The fact that the cards are integrated into this game so well is kind of a double-edged sword.  On the one hand, it means that the game provides enough rewards to justify buying the cards to go with the game.  On the other hand, it means that playing the game with the cards that come in the box is akin to, say, playing Magic the Gathering with a pre-built deck.  It just feels kind of plain.  To get the most out of the game and everything it does with the cards, you're going to want a large variety of cards to play with.  If you're the sort of person who is loathe to sink money into a trading card game, you might not get everything that this game has to offer.

Yeah I Like It

The thing is, I'm kind of glad that this game got the reviews it did, because the prices for the game and related amiibo figures dropped like a rock on Amazon, where I scooped up the whole set for about 40% off.  And doesn't it just tickle my inner geek to have the WHOLE playset, and a big stack of cards to mess around with, and now I can just sit around tapping toys into video games like the colossal manchild that I am.
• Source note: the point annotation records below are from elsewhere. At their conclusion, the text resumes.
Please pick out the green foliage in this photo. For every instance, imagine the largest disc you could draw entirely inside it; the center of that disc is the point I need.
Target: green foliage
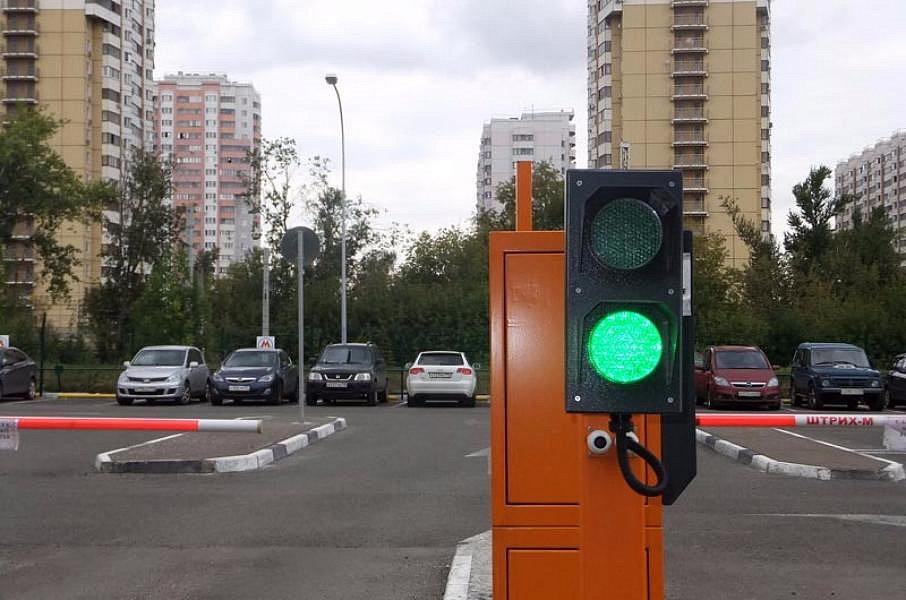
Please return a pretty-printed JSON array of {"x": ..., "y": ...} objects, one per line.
[{"x": 36, "y": 185}]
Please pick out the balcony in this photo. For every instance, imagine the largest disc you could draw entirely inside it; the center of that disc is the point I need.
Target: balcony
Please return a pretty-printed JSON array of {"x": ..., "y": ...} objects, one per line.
[
  {"x": 21, "y": 6},
  {"x": 689, "y": 92},
  {"x": 20, "y": 74},
  {"x": 689, "y": 22},
  {"x": 690, "y": 68},
  {"x": 689, "y": 44},
  {"x": 689, "y": 115},
  {"x": 691, "y": 161}
]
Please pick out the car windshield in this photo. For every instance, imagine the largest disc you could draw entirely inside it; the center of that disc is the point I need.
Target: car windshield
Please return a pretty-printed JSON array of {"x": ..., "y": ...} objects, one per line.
[
  {"x": 340, "y": 355},
  {"x": 251, "y": 359},
  {"x": 445, "y": 359},
  {"x": 836, "y": 356},
  {"x": 741, "y": 359},
  {"x": 159, "y": 358}
]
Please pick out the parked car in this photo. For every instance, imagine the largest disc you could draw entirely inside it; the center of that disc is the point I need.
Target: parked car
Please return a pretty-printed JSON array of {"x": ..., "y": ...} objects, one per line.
[
  {"x": 740, "y": 375},
  {"x": 348, "y": 372},
  {"x": 895, "y": 384},
  {"x": 177, "y": 373},
  {"x": 834, "y": 374},
  {"x": 17, "y": 374},
  {"x": 441, "y": 375},
  {"x": 253, "y": 374}
]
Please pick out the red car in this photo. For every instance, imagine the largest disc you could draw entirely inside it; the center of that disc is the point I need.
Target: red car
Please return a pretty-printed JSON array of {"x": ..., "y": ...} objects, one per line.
[{"x": 739, "y": 375}]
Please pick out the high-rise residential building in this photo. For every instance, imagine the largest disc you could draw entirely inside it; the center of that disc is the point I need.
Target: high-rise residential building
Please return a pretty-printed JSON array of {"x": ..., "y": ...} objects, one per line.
[
  {"x": 685, "y": 84},
  {"x": 88, "y": 63},
  {"x": 536, "y": 136},
  {"x": 876, "y": 177},
  {"x": 206, "y": 125}
]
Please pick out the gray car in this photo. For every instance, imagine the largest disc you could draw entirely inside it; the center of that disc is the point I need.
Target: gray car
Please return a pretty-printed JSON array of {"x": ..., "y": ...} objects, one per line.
[{"x": 176, "y": 373}]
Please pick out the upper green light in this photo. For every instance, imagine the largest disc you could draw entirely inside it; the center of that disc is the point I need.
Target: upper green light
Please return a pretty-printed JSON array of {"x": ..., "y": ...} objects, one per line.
[
  {"x": 625, "y": 347},
  {"x": 626, "y": 234}
]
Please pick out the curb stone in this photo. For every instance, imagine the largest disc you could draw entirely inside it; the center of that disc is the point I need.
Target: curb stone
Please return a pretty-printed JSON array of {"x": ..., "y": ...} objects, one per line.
[
  {"x": 766, "y": 464},
  {"x": 221, "y": 464}
]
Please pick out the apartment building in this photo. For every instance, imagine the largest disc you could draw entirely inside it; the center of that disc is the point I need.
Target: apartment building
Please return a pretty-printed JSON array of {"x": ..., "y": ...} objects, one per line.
[
  {"x": 89, "y": 63},
  {"x": 536, "y": 136},
  {"x": 876, "y": 177},
  {"x": 206, "y": 125},
  {"x": 685, "y": 84}
]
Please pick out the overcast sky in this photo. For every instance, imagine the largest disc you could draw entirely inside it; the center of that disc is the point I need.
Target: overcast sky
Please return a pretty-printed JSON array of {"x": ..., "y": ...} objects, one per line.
[{"x": 419, "y": 77}]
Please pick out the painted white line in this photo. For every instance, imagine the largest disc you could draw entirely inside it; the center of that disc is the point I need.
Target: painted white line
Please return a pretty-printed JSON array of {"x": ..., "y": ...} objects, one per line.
[
  {"x": 895, "y": 468},
  {"x": 892, "y": 520},
  {"x": 460, "y": 572}
]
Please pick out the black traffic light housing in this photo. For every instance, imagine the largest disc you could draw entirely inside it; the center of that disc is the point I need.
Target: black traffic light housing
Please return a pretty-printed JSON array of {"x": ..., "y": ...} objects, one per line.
[{"x": 624, "y": 291}]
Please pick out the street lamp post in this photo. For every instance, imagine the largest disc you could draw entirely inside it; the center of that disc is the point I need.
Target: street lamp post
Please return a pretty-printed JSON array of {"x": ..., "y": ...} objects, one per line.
[{"x": 332, "y": 81}]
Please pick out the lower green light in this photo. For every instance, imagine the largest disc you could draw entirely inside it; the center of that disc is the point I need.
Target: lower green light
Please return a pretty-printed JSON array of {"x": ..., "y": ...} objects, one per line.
[{"x": 625, "y": 347}]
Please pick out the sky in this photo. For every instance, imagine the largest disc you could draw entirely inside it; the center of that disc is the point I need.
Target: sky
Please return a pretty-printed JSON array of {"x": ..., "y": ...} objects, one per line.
[{"x": 418, "y": 78}]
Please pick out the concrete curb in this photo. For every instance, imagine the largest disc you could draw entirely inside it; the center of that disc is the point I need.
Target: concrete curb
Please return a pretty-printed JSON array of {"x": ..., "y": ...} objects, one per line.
[
  {"x": 766, "y": 464},
  {"x": 105, "y": 462}
]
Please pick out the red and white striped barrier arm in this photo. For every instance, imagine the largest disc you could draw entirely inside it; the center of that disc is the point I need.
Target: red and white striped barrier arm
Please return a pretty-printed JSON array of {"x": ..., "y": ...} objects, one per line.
[
  {"x": 83, "y": 423},
  {"x": 800, "y": 420}
]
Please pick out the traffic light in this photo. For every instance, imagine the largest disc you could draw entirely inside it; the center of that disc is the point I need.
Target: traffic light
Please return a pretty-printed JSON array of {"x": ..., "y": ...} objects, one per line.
[{"x": 624, "y": 291}]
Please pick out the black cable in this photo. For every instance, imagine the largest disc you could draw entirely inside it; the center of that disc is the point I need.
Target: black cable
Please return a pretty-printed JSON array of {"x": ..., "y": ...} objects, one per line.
[{"x": 621, "y": 425}]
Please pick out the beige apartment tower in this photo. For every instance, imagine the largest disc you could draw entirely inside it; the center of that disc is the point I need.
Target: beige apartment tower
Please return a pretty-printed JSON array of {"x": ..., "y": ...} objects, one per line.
[
  {"x": 89, "y": 63},
  {"x": 685, "y": 84}
]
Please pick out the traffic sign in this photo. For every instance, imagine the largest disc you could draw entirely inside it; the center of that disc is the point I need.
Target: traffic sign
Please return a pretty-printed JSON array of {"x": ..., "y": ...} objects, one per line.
[{"x": 289, "y": 245}]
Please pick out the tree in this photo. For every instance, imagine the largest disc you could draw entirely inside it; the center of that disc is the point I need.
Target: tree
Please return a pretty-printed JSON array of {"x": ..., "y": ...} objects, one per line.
[
  {"x": 142, "y": 233},
  {"x": 809, "y": 241},
  {"x": 37, "y": 186}
]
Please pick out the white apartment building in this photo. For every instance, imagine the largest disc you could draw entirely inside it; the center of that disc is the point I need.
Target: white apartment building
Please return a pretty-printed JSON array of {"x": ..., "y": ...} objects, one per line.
[
  {"x": 876, "y": 177},
  {"x": 536, "y": 136},
  {"x": 206, "y": 125}
]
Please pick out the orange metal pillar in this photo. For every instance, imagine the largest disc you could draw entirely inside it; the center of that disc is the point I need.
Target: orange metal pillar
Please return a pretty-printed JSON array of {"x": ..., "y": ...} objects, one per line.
[{"x": 565, "y": 524}]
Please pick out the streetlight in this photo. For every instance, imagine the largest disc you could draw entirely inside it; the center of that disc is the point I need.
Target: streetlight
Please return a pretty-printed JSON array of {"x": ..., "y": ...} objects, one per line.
[{"x": 331, "y": 80}]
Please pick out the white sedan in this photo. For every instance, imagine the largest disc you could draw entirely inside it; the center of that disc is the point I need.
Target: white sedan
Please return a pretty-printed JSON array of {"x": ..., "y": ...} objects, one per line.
[{"x": 441, "y": 375}]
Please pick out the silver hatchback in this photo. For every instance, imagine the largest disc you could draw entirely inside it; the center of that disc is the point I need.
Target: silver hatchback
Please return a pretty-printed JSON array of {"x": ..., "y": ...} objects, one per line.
[{"x": 176, "y": 373}]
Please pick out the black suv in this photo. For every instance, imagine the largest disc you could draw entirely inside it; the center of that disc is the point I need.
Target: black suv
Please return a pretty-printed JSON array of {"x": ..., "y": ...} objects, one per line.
[
  {"x": 834, "y": 374},
  {"x": 348, "y": 372}
]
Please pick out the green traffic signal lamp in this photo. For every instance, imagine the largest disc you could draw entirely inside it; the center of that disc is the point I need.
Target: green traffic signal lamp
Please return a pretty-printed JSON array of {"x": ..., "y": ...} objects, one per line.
[{"x": 625, "y": 347}]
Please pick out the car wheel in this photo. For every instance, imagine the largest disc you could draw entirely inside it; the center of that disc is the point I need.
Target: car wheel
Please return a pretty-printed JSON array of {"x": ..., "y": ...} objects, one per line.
[
  {"x": 814, "y": 402},
  {"x": 186, "y": 394},
  {"x": 277, "y": 398}
]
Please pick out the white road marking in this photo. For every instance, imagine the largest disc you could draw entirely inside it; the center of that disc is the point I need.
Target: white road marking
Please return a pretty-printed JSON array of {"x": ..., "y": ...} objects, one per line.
[
  {"x": 843, "y": 448},
  {"x": 892, "y": 520}
]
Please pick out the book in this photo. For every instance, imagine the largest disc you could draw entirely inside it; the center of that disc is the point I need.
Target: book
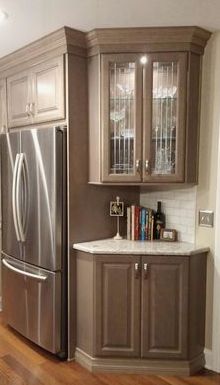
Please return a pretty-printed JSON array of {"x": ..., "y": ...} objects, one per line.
[
  {"x": 137, "y": 223},
  {"x": 143, "y": 223},
  {"x": 128, "y": 223},
  {"x": 132, "y": 221}
]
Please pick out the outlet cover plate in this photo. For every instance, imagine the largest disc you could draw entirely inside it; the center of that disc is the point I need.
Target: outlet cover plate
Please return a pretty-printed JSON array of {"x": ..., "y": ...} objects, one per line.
[{"x": 206, "y": 218}]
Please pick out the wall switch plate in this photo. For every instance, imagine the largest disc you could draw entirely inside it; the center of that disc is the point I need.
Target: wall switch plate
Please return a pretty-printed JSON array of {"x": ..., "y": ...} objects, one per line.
[{"x": 206, "y": 218}]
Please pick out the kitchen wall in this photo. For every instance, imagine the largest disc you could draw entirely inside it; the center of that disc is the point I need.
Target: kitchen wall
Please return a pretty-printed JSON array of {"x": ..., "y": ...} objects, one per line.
[
  {"x": 181, "y": 206},
  {"x": 208, "y": 169}
]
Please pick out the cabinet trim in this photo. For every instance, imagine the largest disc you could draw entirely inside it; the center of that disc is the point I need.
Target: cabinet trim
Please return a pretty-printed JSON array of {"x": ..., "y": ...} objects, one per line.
[
  {"x": 150, "y": 39},
  {"x": 140, "y": 366}
]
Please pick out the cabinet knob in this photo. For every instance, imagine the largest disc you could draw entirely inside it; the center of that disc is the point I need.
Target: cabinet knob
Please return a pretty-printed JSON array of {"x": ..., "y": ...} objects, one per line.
[
  {"x": 147, "y": 166},
  {"x": 138, "y": 166},
  {"x": 145, "y": 270},
  {"x": 136, "y": 270}
]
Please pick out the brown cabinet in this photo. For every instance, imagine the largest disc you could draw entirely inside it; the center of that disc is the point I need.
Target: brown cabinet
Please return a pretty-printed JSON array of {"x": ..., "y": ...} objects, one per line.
[
  {"x": 3, "y": 114},
  {"x": 144, "y": 308},
  {"x": 117, "y": 312},
  {"x": 164, "y": 305},
  {"x": 141, "y": 306},
  {"x": 144, "y": 107},
  {"x": 36, "y": 95}
]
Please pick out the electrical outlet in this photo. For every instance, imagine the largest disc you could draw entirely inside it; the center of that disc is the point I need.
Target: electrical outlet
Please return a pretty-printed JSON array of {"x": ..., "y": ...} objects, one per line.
[{"x": 206, "y": 218}]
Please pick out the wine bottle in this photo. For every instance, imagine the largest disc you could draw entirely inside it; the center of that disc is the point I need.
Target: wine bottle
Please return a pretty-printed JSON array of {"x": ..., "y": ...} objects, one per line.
[{"x": 159, "y": 220}]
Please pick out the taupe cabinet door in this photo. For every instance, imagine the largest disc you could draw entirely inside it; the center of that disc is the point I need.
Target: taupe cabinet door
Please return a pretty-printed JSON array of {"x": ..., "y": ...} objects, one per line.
[
  {"x": 36, "y": 95},
  {"x": 164, "y": 117},
  {"x": 117, "y": 311},
  {"x": 143, "y": 108},
  {"x": 164, "y": 307},
  {"x": 3, "y": 109},
  {"x": 19, "y": 96},
  {"x": 48, "y": 91}
]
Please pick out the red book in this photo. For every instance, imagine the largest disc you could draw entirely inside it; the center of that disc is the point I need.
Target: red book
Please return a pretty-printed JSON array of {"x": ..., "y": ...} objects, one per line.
[{"x": 137, "y": 223}]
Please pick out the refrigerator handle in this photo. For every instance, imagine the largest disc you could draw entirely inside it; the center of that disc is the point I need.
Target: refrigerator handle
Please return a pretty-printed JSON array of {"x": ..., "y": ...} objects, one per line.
[
  {"x": 14, "y": 187},
  {"x": 18, "y": 205},
  {"x": 25, "y": 273}
]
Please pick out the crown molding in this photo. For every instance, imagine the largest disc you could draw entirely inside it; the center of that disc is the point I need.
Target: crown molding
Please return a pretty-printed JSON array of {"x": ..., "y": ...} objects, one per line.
[
  {"x": 61, "y": 41},
  {"x": 152, "y": 39}
]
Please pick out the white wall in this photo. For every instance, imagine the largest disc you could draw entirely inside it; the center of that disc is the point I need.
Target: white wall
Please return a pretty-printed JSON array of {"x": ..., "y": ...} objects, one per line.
[
  {"x": 209, "y": 190},
  {"x": 179, "y": 207},
  {"x": 205, "y": 196}
]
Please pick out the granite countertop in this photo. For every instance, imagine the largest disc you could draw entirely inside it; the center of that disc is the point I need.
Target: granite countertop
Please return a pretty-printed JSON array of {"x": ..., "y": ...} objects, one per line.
[{"x": 124, "y": 246}]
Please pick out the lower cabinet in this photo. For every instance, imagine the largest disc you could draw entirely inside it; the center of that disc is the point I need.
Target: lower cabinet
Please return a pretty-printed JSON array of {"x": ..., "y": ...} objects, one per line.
[
  {"x": 117, "y": 310},
  {"x": 164, "y": 307},
  {"x": 149, "y": 308}
]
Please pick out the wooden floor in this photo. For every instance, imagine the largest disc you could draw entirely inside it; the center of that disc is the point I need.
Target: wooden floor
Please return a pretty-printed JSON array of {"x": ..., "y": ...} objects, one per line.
[{"x": 22, "y": 363}]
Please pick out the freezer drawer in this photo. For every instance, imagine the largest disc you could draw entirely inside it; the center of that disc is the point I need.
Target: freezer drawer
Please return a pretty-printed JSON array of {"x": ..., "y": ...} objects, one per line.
[{"x": 32, "y": 302}]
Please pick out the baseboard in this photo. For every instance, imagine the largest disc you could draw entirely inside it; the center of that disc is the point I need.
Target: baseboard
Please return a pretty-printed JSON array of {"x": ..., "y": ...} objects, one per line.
[
  {"x": 208, "y": 359},
  {"x": 140, "y": 366}
]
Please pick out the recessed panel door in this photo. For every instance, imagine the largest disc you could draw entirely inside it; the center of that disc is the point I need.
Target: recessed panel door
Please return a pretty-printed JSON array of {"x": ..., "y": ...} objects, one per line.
[
  {"x": 164, "y": 307},
  {"x": 117, "y": 331},
  {"x": 48, "y": 91},
  {"x": 19, "y": 98}
]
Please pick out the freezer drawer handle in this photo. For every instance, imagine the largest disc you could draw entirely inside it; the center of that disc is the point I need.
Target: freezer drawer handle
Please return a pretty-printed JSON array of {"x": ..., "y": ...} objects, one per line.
[
  {"x": 14, "y": 186},
  {"x": 25, "y": 273},
  {"x": 21, "y": 167}
]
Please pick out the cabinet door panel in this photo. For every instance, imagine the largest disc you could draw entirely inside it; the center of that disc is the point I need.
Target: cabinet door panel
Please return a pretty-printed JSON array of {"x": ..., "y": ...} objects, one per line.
[
  {"x": 164, "y": 117},
  {"x": 3, "y": 114},
  {"x": 164, "y": 307},
  {"x": 117, "y": 307},
  {"x": 121, "y": 94},
  {"x": 19, "y": 95},
  {"x": 48, "y": 91}
]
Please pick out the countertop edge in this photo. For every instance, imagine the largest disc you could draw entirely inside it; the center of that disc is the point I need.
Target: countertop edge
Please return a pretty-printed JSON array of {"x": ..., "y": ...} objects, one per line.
[{"x": 105, "y": 250}]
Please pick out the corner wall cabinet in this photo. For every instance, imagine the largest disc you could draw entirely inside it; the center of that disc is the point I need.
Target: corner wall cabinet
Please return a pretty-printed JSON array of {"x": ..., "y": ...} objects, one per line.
[
  {"x": 141, "y": 309},
  {"x": 148, "y": 132},
  {"x": 36, "y": 95}
]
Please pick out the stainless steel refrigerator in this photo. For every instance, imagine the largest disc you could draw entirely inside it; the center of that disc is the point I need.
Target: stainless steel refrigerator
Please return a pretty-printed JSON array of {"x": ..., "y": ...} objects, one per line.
[{"x": 33, "y": 169}]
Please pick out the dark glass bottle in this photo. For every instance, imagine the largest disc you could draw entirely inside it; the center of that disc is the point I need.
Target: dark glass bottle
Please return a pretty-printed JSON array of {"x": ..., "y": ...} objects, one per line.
[{"x": 159, "y": 221}]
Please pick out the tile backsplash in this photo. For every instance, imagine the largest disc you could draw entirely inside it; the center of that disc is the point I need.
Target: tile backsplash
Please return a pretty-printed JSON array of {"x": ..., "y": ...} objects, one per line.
[{"x": 179, "y": 207}]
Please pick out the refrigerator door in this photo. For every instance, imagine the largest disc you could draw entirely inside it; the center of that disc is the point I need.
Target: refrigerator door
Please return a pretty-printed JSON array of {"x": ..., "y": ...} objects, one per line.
[
  {"x": 10, "y": 152},
  {"x": 32, "y": 302},
  {"x": 40, "y": 214}
]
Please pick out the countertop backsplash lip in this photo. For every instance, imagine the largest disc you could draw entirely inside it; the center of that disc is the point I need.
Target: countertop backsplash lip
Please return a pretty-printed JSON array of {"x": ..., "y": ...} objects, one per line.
[{"x": 124, "y": 246}]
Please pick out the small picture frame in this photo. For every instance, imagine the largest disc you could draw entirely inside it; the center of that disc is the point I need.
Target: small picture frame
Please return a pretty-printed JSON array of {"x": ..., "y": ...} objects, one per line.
[
  {"x": 116, "y": 209},
  {"x": 169, "y": 235}
]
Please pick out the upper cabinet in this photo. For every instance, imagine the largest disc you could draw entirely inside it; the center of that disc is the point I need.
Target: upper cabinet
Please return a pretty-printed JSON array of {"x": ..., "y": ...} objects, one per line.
[
  {"x": 37, "y": 94},
  {"x": 144, "y": 106}
]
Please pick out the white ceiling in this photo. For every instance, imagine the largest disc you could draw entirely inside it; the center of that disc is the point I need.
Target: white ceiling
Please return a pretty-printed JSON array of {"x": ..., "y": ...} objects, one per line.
[{"x": 31, "y": 19}]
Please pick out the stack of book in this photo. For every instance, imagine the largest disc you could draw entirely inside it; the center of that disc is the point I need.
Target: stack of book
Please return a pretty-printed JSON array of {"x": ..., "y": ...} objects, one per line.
[{"x": 140, "y": 223}]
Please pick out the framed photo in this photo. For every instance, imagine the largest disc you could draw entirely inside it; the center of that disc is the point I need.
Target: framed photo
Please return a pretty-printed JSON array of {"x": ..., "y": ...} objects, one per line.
[
  {"x": 116, "y": 209},
  {"x": 169, "y": 235}
]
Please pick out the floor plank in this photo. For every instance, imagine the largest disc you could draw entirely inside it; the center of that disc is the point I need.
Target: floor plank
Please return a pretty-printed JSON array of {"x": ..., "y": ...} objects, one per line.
[{"x": 23, "y": 363}]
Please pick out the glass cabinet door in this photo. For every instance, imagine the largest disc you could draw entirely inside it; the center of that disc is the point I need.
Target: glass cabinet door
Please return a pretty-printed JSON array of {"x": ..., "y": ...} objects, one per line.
[
  {"x": 121, "y": 101},
  {"x": 164, "y": 117}
]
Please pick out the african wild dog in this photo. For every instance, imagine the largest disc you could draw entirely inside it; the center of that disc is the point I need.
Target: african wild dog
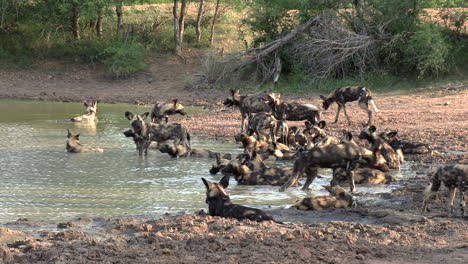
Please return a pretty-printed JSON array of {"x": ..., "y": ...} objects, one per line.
[
  {"x": 247, "y": 105},
  {"x": 90, "y": 113},
  {"x": 162, "y": 110},
  {"x": 454, "y": 177},
  {"x": 380, "y": 146},
  {"x": 180, "y": 151},
  {"x": 349, "y": 94},
  {"x": 74, "y": 145},
  {"x": 332, "y": 156},
  {"x": 405, "y": 147},
  {"x": 339, "y": 199},
  {"x": 319, "y": 137},
  {"x": 292, "y": 111},
  {"x": 145, "y": 132},
  {"x": 361, "y": 176},
  {"x": 219, "y": 203}
]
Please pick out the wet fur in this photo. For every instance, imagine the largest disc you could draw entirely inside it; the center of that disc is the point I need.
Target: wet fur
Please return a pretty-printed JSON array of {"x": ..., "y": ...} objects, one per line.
[{"x": 219, "y": 203}]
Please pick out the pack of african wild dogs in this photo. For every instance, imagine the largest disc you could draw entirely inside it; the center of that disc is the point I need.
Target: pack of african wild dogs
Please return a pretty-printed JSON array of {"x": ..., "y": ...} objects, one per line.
[{"x": 266, "y": 137}]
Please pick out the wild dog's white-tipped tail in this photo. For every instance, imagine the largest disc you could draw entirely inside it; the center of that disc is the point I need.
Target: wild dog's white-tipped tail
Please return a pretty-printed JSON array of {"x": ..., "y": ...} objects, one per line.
[{"x": 373, "y": 105}]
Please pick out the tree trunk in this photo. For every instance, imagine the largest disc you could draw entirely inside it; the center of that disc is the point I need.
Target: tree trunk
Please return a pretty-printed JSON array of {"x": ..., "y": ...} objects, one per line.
[
  {"x": 183, "y": 7},
  {"x": 76, "y": 22},
  {"x": 214, "y": 22},
  {"x": 99, "y": 23},
  {"x": 176, "y": 27},
  {"x": 118, "y": 12},
  {"x": 199, "y": 16}
]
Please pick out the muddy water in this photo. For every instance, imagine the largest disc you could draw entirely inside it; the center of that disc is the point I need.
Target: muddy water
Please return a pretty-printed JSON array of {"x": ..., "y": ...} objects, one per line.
[{"x": 40, "y": 181}]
Now that Mario Party has evolved into some sort of race-to-the-finish game, it's kind of fun to play this game that feels more like what it used to be, where you play for a set number of turns and go around trying to score points and use items.  There's no mini-games, but I feel like the game moves faster without them.  It's a no-stress game, and even if you lose, you still get to level your amiibo up a bit, and you can blame it on your luck rather than a lack of skill.  I think there's a place for it.

Your mileage may vary, of course.  The game is very disengaging, and it's rather obviously a ploy to sell ever more amiibos.  But if you love Animal Crossing and you can find it cheap, I think you'll find there's a little something to it.